Esse “cruzeiro” pelas três regiões de Alagoas serviu como forma de confirmação do caráter nefasto da economia canavieira, e de como o estado, pelo menos aqui entre nós, confirma a opinião de Marx: é sim o comitê político da burguesia! As cidades do interior com as piores condições estruturais de Alagoas, cujos déficits habitacionais e as demais discrepâncias sociais são mais gritantes, estão localizadas justamente na faixa geográfica que hospeda o “carro-chefe” da economia de Alagoas: na Zona da Mata. E quanto mais nos afastamos geograficamente do raio de abrangência da cana, mais topamos com as cidades interioranas com as melhores condições estruturais de Alagoas.
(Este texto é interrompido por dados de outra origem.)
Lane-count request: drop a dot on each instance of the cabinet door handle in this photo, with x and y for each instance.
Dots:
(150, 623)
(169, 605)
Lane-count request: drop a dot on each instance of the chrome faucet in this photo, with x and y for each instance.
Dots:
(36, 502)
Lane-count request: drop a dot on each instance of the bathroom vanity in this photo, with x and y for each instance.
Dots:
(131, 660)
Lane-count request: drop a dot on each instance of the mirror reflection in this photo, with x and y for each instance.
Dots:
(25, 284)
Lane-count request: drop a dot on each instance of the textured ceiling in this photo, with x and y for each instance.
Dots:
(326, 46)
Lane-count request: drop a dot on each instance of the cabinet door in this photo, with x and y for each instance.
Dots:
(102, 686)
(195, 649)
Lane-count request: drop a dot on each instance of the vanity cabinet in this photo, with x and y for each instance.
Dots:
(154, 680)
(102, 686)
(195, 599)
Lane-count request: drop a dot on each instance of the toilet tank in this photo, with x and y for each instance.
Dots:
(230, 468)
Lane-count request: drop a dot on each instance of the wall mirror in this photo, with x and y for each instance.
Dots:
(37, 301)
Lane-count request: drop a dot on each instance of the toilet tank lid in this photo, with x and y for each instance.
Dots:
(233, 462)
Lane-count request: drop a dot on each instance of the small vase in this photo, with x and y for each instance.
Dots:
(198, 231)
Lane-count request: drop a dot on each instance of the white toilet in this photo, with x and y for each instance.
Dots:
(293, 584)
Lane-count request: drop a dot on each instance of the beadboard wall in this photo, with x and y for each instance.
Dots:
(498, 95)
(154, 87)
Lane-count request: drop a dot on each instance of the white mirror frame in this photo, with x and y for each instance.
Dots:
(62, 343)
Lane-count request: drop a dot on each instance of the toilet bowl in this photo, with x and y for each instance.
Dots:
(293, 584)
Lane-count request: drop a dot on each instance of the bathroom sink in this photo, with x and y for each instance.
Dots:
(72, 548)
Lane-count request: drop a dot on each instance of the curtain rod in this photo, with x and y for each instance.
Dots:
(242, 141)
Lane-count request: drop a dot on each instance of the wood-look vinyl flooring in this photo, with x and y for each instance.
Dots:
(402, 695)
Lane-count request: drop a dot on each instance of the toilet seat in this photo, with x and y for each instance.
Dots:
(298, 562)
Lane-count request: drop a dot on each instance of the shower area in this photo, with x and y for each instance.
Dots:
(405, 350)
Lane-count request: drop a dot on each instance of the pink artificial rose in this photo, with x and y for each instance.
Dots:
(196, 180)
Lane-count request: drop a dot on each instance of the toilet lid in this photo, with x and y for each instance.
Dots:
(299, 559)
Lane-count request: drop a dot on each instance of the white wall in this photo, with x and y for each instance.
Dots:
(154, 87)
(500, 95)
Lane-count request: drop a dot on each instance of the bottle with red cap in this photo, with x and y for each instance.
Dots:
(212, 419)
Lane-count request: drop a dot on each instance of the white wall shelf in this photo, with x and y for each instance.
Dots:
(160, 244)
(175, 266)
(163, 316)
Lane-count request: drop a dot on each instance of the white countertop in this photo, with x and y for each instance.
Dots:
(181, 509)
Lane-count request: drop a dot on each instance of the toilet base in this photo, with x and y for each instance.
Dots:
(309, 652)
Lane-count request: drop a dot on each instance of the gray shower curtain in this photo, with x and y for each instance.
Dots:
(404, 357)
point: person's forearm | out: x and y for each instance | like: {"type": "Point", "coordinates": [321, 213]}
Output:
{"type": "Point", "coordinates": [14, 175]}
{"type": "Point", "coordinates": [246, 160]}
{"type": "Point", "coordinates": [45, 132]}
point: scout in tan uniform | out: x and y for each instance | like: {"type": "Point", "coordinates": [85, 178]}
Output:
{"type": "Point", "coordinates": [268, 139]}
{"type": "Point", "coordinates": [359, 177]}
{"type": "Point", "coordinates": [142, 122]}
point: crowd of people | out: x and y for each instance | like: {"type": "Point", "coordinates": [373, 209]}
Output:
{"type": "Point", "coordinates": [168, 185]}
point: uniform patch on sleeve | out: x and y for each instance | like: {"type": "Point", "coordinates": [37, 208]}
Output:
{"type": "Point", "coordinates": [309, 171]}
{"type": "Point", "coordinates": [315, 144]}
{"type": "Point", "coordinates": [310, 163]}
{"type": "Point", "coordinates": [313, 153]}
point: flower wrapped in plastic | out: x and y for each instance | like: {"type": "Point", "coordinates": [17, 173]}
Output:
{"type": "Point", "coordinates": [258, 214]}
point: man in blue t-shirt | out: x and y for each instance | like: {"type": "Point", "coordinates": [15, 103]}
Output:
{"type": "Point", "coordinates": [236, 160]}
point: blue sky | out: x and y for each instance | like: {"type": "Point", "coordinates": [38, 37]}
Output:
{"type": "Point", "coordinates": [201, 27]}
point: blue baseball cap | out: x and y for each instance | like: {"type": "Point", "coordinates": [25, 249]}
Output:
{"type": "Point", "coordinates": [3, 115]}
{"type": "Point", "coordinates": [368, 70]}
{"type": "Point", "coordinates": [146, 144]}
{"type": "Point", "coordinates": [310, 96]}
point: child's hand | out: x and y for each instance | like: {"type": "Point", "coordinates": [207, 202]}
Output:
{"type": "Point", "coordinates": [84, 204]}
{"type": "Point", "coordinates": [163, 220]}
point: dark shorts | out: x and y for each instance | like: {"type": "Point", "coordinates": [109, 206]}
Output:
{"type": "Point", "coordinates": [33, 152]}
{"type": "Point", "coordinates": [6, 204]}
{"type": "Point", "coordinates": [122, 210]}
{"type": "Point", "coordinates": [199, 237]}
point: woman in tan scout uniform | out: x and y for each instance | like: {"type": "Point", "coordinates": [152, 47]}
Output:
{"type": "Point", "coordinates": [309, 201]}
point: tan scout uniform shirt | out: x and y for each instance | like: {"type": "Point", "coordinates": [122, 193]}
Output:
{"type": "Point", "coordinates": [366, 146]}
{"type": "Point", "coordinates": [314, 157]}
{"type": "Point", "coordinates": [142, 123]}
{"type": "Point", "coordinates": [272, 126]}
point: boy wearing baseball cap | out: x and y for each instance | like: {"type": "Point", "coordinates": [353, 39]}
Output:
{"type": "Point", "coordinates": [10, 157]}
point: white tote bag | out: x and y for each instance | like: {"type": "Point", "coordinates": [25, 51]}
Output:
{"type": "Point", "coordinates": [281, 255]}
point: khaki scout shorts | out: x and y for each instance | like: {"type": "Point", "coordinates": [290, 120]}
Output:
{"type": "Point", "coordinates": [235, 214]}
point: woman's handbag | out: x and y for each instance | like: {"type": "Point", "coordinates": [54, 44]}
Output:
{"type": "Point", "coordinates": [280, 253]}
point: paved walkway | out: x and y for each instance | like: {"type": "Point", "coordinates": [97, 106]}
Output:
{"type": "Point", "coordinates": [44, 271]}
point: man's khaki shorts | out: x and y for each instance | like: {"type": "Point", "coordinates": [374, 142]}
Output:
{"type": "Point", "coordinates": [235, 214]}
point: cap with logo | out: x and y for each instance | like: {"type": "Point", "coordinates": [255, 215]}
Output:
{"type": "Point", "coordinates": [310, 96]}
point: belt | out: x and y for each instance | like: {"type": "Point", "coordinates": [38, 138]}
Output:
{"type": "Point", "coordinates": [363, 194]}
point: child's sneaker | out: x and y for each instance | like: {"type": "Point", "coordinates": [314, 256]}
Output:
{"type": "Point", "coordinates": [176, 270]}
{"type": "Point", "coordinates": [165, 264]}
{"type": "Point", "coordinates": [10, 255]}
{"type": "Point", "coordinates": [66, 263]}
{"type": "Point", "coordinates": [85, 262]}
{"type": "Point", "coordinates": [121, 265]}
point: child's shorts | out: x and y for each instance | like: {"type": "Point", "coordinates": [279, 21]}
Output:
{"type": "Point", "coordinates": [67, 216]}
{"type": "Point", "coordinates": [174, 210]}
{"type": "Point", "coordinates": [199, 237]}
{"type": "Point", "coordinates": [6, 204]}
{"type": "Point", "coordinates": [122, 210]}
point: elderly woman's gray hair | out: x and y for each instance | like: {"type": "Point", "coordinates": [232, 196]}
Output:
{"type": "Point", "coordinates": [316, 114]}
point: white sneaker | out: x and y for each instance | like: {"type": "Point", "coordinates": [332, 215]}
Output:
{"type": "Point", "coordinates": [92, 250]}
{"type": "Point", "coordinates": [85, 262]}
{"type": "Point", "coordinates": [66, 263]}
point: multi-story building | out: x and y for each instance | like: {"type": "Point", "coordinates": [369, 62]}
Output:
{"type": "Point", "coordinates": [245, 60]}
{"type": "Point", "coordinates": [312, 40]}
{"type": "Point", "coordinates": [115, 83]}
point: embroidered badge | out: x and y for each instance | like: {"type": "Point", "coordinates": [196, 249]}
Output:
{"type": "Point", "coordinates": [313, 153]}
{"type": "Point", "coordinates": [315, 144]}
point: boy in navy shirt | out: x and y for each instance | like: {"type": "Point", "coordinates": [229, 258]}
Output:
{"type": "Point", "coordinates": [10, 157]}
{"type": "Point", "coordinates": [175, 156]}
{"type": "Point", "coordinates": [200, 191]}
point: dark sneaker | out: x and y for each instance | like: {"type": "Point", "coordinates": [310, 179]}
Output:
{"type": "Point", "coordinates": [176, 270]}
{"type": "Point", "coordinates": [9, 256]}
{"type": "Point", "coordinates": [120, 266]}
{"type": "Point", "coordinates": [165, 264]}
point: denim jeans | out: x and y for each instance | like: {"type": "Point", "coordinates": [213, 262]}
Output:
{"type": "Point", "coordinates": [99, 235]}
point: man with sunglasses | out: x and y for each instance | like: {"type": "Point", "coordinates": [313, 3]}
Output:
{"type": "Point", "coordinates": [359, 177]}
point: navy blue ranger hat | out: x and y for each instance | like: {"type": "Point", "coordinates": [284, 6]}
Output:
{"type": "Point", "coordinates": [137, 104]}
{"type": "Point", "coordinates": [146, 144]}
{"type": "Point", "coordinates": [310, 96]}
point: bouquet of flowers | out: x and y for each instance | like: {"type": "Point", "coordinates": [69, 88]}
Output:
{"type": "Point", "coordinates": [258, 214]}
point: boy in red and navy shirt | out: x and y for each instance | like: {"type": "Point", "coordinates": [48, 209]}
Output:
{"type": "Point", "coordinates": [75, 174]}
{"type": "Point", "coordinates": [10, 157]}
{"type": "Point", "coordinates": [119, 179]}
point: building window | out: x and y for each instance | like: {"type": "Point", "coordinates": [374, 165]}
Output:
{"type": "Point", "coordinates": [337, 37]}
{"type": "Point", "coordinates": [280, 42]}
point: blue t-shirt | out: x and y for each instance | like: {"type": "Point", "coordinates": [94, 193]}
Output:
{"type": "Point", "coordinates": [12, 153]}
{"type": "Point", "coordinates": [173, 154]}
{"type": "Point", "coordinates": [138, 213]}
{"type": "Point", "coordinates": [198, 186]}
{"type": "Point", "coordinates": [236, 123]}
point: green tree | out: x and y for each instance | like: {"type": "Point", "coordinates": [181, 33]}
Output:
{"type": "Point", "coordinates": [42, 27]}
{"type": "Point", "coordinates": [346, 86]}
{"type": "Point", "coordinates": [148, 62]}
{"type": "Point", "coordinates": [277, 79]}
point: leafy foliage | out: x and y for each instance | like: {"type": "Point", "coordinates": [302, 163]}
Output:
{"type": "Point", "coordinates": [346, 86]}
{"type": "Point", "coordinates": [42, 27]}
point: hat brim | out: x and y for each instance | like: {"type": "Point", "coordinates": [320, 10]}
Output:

Não é curioso que o carro-chefe de nossa economia estadual, em lugar de produzir na faixa geográfica que lhe hospeda (a Zona da Mata) as melhores condições de vida, faça exatamente o contrário, produzindo pobreza, medo, escassez, subdesenvolvimento e morte? Não é curioso que as faixas geográficas menos favorecidas pelo carro-chefe de nossa economia, e cujas condições climáticas são mais adversas (o Agreste e o Sertão), proporcionem no interior de Alagoas o aparecimento das cidades com as melhores condições estruturais?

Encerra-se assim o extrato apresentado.